Moreover, the proposal involves a “repositioned” Local Provenance Garden—this is doublespeak for “tear up existing garden and take this public open space for football stadium.”
The existing garden is not well cared for but will any new one receive the necessary financial help from the developer for the crucial task of maintenance and weeding in particular, over the long term? I doubt it, as this point hasn’t been considered in the current plan. The current record on care of these Tempe gardens is appallingly bad. In any case, the proposal involves ripping up and taking over open space and turning it into a football field which people will pay to enter.
The number of cricket wickets, as it is stated by the proposal will be reduced from 6 to 5 and the introduction of synthetic pitches.
The provision for traffic and parking is virtually non-existent in the proposal. I’m not a local resident but if I were I’d be hopping mad. The sketches of what the site will look like are cleverly designed to minimise the potential visual impact of the proposed facility– but the architectural drawings make clear that the stadium, for that is what it would be, is twice the height of the existing trees.

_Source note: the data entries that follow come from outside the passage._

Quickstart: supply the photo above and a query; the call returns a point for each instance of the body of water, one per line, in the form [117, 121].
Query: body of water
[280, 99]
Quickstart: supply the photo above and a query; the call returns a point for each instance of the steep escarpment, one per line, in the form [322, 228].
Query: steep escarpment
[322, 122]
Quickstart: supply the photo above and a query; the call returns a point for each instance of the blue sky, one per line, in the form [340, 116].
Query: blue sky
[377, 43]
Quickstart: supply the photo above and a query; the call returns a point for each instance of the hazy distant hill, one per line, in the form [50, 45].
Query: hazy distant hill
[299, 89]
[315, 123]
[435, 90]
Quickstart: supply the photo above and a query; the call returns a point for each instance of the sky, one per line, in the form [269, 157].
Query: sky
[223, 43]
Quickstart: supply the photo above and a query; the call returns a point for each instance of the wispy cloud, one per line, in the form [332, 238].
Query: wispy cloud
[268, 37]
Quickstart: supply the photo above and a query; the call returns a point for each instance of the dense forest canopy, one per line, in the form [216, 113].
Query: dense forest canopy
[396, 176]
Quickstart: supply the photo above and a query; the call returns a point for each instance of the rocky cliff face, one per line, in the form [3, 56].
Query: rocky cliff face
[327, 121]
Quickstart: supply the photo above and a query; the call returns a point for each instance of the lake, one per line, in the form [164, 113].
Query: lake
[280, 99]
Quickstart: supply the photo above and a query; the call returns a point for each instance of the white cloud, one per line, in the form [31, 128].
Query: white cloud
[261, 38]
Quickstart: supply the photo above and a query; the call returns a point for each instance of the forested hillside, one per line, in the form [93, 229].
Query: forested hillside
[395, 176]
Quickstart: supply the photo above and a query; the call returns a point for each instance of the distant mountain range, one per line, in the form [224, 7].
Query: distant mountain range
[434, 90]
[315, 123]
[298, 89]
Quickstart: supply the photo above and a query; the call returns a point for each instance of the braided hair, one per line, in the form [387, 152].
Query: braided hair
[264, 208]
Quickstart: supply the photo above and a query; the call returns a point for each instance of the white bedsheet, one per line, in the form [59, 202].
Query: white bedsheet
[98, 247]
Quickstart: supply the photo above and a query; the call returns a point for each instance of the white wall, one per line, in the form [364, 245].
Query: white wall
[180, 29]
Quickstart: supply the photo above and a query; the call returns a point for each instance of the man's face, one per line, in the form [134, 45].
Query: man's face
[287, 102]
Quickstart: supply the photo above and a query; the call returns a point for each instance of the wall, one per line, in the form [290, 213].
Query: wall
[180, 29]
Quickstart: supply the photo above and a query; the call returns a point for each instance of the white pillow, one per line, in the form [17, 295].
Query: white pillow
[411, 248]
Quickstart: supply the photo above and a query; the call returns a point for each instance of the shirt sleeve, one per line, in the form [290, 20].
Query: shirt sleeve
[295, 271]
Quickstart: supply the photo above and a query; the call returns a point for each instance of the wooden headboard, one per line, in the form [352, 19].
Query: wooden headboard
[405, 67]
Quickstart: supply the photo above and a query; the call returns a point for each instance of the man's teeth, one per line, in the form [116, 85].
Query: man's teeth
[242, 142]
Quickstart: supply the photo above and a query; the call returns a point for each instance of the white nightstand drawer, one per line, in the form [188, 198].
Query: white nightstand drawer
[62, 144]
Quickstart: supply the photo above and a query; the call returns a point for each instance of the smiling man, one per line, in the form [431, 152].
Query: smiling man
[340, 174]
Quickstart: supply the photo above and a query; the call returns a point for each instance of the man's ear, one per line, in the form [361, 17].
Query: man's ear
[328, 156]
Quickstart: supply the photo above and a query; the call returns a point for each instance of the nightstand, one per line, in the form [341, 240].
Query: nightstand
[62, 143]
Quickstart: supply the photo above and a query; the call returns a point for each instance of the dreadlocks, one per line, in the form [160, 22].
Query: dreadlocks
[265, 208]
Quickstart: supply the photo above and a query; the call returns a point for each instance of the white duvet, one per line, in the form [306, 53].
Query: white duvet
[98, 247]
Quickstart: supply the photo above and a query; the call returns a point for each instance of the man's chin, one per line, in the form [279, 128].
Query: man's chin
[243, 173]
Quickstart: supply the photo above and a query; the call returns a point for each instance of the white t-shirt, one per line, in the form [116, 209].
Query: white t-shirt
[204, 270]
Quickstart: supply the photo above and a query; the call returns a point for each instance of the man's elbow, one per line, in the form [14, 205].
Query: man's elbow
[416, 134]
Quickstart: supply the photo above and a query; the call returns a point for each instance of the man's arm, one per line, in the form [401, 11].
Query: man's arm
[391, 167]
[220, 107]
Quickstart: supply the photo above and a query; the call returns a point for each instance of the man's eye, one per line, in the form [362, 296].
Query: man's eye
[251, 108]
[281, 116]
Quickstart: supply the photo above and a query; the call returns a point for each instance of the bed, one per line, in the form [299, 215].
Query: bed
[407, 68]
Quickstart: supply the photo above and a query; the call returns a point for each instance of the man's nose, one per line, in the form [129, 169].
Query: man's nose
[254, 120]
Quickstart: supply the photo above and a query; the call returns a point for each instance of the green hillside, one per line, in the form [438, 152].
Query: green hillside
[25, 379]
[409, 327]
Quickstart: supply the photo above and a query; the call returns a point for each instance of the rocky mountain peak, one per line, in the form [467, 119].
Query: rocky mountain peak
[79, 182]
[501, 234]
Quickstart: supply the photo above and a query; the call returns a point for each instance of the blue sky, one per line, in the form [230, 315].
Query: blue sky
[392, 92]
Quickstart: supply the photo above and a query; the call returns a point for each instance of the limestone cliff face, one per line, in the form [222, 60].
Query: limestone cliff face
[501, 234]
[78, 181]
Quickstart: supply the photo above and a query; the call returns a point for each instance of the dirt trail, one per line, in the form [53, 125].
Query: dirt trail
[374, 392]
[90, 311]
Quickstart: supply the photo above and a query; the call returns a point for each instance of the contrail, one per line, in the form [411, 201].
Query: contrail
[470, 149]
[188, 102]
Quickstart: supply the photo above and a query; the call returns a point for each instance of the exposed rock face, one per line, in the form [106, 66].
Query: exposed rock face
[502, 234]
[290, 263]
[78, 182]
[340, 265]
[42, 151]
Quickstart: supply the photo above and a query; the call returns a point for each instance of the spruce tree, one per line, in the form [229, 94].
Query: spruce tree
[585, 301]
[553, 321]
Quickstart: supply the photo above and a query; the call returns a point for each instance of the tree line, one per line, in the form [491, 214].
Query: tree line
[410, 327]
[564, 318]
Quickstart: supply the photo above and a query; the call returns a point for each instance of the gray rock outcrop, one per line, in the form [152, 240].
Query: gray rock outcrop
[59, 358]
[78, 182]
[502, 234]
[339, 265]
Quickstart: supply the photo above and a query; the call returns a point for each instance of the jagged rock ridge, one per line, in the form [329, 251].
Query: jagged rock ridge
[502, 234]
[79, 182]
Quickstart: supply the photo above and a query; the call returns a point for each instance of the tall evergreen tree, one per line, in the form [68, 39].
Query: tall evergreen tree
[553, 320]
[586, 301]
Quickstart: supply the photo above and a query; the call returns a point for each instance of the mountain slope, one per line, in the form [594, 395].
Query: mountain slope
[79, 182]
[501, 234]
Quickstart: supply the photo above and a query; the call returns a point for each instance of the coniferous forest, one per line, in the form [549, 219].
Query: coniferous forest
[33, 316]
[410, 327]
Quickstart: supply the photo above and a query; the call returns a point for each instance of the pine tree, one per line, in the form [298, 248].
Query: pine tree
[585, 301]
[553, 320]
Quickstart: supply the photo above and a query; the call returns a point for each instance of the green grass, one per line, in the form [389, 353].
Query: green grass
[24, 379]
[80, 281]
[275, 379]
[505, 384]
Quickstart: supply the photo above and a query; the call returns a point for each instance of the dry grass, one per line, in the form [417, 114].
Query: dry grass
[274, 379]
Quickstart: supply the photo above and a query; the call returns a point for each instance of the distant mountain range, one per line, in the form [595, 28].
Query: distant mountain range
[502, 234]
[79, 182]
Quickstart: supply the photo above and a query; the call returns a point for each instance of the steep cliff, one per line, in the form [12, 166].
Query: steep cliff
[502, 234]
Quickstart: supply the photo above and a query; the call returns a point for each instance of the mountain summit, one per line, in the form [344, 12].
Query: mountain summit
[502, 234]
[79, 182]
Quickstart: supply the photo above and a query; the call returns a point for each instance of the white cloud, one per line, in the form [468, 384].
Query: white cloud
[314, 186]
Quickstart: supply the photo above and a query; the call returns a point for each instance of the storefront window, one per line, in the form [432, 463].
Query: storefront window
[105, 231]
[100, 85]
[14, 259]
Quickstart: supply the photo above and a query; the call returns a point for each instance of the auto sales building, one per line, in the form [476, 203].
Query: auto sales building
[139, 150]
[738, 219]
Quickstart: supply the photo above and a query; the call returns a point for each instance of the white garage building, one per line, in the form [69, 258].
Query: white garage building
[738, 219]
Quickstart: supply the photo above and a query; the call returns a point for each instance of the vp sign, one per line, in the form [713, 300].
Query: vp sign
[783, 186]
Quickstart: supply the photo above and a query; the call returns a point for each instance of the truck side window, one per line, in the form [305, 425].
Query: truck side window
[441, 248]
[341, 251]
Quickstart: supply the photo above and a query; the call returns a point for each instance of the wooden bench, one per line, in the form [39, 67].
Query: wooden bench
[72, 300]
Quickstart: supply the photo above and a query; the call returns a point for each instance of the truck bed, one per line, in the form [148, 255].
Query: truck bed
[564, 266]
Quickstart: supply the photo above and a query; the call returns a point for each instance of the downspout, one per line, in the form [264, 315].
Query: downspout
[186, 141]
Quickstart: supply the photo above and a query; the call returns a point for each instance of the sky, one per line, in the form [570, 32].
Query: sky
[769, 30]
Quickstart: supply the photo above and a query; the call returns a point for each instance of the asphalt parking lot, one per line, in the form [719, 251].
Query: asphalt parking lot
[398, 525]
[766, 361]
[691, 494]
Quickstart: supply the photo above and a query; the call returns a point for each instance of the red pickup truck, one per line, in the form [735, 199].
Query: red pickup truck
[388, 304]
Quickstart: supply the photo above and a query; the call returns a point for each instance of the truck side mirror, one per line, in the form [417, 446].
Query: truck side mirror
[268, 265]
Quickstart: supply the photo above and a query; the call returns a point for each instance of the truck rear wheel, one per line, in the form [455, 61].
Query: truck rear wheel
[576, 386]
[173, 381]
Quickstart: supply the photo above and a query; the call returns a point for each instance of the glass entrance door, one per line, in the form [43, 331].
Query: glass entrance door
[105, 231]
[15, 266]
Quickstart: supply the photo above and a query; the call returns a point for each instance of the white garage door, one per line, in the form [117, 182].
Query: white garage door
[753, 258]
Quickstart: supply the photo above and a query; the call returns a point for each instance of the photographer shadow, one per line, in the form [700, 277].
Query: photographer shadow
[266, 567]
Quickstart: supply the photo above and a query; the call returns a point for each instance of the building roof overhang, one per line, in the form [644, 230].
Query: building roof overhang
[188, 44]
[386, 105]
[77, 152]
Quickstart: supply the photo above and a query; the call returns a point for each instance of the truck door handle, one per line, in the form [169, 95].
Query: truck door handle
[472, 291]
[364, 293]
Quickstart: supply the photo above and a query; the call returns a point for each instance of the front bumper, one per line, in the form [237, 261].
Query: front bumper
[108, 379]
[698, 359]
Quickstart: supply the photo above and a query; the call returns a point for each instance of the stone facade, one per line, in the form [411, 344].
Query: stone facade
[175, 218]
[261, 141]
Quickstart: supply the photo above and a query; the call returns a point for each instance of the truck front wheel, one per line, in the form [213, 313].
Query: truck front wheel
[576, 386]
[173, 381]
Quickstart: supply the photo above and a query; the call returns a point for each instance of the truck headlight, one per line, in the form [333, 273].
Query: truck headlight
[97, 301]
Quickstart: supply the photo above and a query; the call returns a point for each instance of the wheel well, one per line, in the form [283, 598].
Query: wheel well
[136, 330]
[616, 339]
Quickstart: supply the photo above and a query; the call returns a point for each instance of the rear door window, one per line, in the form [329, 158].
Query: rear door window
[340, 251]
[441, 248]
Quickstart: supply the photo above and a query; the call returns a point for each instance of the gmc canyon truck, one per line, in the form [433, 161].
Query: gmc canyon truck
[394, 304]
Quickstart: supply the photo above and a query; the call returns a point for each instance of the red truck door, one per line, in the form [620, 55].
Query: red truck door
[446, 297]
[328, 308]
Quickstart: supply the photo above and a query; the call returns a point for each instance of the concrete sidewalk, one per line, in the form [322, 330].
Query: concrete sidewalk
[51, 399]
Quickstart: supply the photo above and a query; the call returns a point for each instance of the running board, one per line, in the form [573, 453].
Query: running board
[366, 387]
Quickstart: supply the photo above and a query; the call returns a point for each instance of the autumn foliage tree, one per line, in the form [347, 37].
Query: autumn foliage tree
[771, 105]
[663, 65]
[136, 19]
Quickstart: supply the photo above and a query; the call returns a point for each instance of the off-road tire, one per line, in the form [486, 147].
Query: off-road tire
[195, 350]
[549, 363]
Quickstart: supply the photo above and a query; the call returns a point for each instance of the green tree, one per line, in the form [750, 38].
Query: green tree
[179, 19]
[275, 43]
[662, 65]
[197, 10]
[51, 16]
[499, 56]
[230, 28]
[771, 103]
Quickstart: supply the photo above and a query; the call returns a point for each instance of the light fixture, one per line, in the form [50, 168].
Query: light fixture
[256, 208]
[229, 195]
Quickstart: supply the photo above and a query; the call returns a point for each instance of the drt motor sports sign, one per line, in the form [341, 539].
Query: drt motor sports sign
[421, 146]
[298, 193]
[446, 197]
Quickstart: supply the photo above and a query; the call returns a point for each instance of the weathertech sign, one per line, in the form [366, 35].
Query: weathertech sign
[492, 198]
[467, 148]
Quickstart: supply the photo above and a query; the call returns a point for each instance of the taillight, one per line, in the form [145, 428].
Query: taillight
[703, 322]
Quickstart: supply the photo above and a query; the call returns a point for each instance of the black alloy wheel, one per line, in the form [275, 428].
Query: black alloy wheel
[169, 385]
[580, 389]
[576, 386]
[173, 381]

A further factor is the failure of planning cooperation with other councils. Just a few minutes away is the St George Football stadium, which is in great need of refurbishment. Plans are extant for the development of the St George Stadium in a way that will also remove open space. But why build two soccer stadiums in the lower Cooks River Valley?
I just see so much creeping semi-privatisation and encroachment of built environment upon the “natural” world in the valley.”